Second, Hochul has to guarantee that the toll works for New Yorkers outside the zone. That means making sure that the redistributional effect of congestion pricing—tolling a few rich guys who drive into Manhattan to fund subways and buses for the masses—is crystal clear. The transit improvements will be implemented by the MTA, which Hochul controls, and include faster trains, new elevators and escalators, and capital improvements like an extended Second Avenue Subway. Here, too, the MTA should insist that local jurisdictions provide signal priority at stoplights and dedicated emergency lanes for buses, EMS, police, and the fire department. Hochul can also reduce negative spillover, in the form of drivers parking just outside the zone or around outer-borough transit stops, by introducing parking permits in New York City.
And every single good thing the MTA does should be tied to the Robin Hood toll, with Hochul cutting specially made congestion pricing ribbons with all the subtlety of Donald Trump putting his name on those stimulus checks. Democrats have learned the hard way that there is no room for modesty in “deliverism.” (The Biden administration did plenty of governing, of course, but, without an effective communicator in the White House, failed to convince even the groups that had directly benefited from its policies.)
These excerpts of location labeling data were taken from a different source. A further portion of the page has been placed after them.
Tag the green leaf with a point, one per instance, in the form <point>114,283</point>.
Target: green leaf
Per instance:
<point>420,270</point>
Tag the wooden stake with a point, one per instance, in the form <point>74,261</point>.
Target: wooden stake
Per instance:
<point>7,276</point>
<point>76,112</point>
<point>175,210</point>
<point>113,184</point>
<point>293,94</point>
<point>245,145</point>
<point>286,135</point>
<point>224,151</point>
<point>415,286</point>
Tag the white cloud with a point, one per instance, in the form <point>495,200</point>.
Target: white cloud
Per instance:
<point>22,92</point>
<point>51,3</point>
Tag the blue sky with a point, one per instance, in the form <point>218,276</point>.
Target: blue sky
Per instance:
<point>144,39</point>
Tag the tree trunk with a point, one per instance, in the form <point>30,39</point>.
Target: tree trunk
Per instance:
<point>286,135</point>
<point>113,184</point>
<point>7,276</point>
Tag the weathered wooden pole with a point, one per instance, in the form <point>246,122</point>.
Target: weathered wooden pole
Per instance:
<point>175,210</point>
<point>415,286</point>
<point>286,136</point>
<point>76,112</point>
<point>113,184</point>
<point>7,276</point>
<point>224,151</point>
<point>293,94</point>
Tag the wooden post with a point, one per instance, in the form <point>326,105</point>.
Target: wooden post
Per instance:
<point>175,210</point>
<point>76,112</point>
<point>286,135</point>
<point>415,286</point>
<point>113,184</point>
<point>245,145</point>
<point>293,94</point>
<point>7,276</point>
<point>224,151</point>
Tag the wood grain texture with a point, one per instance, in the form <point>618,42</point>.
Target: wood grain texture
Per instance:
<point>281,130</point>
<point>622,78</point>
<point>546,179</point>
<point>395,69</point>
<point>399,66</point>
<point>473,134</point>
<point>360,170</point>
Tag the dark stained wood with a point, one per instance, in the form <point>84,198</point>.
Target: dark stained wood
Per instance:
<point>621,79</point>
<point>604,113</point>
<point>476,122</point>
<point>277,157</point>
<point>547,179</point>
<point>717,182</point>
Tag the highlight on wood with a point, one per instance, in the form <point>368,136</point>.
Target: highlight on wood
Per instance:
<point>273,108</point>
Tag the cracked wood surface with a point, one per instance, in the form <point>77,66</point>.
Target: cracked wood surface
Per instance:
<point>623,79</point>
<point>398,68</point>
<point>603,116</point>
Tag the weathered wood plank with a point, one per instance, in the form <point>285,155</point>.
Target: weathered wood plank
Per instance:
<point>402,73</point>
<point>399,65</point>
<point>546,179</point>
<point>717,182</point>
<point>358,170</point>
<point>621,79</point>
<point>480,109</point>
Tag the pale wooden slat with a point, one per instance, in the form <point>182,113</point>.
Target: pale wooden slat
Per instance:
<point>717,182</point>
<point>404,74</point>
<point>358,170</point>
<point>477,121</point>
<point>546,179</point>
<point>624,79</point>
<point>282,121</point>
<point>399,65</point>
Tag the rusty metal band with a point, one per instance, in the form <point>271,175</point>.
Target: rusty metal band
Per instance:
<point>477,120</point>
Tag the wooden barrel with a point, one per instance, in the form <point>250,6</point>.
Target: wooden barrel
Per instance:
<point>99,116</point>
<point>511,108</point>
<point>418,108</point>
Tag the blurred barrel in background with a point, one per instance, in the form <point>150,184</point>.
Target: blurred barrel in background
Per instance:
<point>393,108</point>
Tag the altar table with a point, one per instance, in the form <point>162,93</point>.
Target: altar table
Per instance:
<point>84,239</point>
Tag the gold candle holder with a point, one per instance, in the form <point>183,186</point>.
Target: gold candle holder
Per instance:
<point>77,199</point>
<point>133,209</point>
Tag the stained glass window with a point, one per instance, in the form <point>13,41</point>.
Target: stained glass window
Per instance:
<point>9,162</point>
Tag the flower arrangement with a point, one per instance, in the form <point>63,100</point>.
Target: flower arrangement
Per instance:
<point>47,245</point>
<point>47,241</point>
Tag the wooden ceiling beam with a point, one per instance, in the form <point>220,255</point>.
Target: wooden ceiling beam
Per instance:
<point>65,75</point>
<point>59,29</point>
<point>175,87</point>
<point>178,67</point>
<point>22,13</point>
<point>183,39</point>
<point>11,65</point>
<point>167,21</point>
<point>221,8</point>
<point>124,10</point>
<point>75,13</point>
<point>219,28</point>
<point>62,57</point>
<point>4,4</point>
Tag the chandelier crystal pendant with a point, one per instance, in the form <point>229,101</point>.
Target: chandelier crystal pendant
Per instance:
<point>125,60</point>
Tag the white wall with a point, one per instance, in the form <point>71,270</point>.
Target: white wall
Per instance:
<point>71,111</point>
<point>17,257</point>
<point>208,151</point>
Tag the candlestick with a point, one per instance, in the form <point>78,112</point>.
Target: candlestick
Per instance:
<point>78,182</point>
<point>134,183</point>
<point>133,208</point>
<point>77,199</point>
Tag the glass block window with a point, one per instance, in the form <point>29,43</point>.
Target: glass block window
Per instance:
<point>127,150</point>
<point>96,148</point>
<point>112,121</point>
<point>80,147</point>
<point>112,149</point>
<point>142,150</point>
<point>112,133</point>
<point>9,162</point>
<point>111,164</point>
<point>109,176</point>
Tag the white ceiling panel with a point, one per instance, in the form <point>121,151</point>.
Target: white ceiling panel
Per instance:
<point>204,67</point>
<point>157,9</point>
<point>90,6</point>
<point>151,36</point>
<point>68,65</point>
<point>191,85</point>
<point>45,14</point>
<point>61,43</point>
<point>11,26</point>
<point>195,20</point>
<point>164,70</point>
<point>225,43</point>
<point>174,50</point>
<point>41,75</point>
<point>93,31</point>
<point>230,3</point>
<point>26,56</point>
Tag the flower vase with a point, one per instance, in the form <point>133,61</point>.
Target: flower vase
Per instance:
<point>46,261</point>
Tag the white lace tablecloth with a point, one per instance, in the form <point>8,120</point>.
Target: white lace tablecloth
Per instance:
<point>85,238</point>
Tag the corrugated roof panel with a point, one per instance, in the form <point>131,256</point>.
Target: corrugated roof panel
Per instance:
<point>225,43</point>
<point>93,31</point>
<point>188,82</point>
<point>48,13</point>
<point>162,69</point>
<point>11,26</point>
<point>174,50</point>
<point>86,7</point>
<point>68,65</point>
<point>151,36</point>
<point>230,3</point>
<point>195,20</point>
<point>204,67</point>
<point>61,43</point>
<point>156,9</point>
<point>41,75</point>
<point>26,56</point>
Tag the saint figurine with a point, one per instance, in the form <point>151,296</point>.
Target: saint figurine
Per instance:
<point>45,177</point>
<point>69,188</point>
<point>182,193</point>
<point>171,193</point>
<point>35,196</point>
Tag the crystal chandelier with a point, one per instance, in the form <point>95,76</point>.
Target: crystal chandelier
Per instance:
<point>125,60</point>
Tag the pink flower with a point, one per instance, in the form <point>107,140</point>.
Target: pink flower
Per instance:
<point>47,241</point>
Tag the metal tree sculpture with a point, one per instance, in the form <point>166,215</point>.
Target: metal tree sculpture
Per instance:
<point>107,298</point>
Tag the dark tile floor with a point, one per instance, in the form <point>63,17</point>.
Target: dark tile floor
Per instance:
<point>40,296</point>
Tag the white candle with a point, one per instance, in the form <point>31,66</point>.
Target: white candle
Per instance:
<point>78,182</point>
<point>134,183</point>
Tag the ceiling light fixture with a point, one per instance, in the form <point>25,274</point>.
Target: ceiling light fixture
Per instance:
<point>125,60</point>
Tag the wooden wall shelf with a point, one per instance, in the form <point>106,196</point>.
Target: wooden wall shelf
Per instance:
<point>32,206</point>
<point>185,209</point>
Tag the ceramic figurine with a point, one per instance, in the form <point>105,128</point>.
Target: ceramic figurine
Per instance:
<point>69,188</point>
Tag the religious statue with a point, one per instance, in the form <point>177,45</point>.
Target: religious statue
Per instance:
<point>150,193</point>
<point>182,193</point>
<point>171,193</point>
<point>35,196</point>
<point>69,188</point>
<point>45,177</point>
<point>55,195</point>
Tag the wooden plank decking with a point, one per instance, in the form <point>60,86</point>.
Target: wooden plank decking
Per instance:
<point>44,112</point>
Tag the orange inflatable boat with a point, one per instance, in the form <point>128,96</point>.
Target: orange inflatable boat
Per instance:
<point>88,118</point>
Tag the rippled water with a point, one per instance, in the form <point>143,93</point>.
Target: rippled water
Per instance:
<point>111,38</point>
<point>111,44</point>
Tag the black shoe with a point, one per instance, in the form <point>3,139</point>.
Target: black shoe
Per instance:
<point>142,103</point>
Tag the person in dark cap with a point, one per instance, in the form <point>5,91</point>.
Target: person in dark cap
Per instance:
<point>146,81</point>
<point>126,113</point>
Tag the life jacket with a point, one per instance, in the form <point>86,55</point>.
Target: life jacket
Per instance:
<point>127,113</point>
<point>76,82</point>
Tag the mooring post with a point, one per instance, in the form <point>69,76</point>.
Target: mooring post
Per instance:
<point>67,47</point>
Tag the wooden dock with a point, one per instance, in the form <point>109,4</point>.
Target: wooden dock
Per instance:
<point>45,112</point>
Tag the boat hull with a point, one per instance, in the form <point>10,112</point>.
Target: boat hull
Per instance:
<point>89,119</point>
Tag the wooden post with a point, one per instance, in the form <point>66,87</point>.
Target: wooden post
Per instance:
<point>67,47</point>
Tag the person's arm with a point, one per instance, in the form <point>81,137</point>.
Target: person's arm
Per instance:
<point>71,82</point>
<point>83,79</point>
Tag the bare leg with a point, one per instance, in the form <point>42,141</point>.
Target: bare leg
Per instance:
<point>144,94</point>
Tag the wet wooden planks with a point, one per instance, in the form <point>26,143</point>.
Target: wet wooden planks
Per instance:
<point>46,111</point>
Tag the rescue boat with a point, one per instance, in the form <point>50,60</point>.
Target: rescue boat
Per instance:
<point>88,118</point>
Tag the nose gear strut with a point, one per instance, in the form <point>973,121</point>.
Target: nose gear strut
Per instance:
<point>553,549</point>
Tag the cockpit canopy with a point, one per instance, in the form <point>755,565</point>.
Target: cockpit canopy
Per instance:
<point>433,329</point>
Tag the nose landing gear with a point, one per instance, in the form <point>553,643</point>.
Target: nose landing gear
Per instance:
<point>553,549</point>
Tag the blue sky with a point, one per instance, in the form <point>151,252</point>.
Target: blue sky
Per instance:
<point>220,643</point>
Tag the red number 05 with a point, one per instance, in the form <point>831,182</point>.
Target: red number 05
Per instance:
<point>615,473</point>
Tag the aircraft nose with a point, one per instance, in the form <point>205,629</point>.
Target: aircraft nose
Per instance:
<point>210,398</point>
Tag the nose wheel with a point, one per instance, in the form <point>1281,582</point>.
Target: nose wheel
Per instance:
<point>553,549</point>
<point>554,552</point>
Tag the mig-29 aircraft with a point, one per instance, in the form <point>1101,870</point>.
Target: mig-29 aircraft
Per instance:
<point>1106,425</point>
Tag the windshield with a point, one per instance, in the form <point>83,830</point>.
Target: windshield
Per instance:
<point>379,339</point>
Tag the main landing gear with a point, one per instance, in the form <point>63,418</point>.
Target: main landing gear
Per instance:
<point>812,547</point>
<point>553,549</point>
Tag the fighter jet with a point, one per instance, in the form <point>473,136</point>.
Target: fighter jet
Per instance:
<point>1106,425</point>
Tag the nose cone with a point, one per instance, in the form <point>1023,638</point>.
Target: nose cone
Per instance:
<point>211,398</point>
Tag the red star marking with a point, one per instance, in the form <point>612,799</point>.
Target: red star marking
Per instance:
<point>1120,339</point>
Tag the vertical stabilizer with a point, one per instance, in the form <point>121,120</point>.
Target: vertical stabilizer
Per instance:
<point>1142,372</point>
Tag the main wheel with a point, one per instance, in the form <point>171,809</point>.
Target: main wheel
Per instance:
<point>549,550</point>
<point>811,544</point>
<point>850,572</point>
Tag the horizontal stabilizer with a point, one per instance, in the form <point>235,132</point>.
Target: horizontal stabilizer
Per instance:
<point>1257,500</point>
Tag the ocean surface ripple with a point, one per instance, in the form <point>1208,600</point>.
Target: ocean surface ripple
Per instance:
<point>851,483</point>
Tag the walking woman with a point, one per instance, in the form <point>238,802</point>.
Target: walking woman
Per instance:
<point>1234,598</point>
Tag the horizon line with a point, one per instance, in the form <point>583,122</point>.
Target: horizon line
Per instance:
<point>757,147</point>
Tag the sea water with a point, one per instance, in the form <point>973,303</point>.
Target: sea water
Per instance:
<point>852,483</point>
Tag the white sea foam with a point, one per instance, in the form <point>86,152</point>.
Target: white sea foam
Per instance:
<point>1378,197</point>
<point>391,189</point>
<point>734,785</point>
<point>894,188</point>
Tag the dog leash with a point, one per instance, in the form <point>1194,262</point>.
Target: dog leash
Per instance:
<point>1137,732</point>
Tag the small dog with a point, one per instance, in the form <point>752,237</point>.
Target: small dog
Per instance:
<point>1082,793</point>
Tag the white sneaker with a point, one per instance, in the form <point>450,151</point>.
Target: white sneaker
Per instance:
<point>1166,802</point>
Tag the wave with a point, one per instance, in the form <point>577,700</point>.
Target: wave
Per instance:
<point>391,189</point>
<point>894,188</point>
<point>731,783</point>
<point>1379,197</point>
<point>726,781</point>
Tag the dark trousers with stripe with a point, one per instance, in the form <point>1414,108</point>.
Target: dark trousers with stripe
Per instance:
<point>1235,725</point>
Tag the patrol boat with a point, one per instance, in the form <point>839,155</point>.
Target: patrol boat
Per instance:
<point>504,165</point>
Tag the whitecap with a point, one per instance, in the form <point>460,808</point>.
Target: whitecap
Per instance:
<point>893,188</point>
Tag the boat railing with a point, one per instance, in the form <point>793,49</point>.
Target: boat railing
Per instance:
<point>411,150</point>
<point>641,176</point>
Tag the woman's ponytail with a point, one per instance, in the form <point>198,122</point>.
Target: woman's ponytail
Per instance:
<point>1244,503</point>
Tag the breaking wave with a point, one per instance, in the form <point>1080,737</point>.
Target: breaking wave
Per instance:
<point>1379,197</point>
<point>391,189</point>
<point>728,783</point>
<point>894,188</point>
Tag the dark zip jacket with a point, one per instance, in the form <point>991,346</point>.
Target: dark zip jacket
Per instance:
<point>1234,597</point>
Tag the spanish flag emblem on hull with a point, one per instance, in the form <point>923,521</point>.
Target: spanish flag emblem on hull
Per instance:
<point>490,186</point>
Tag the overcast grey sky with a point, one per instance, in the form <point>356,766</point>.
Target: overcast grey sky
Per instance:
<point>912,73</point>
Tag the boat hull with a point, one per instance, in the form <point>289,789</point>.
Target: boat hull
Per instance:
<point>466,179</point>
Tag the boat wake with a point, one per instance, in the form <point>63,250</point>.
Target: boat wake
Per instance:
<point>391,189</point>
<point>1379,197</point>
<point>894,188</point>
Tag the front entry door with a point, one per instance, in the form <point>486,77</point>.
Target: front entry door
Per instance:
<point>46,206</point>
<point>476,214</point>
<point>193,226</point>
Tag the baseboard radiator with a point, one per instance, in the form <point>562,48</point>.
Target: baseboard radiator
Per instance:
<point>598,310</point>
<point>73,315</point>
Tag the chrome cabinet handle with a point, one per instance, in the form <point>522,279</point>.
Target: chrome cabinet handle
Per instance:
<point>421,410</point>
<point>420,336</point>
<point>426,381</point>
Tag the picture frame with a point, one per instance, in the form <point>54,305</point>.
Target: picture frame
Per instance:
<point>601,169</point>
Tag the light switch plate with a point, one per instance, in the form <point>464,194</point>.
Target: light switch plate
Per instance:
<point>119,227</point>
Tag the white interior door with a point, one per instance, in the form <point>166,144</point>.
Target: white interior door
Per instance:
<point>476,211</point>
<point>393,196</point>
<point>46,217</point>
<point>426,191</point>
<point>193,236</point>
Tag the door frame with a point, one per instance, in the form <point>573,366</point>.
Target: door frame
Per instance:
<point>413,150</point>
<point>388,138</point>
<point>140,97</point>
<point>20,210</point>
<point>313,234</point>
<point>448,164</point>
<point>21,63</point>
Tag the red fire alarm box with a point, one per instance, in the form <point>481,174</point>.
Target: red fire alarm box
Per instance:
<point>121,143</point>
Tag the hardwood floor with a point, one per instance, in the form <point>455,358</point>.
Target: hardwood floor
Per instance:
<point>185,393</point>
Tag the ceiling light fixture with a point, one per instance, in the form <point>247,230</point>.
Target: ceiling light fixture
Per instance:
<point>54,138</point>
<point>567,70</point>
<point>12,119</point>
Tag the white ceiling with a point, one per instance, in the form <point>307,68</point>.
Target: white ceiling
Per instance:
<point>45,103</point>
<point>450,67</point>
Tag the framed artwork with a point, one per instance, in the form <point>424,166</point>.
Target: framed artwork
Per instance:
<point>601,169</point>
Third, Hochul can address bad actors: She can crack down on drivers who use fake and defaced license plates (law and order is good!), a practice that will proliferate as the toll takes effect. These scofflaws steal more than $100 million from the city each year, and that doesn’t even count the foregone state tolls on bridges, tunnels, and highways!
Finally, Hochul can preempt a surefire right-wing critique by making a serious effort to reform the MTA’s wasteful practices. Lawler, for example, has already framed congestion pricing as a way to make up for missing revenue from farebeaters. But the MTA’s out-of-control spending has been a problem for years, and by promising reform, Hochul can argue she’s fixing New York City’s transit funding on both sides of the balance sheet.
It will be an uphill subway ride. Congestion pricing is unpopular, and framing it as a way to raise money—as a tax, rather than as an infrastructure and quality-of-life improvement—is a losing proposition. Josh Shapiro fixing I-95 this ain’t. But it will also be an interesting test of Democrats’ ability to defy the poll-driven politics that has led many voters to believe that they stand for nothing at all. Congestion pricing was a good idea; now Kathy Hochul has to prove it.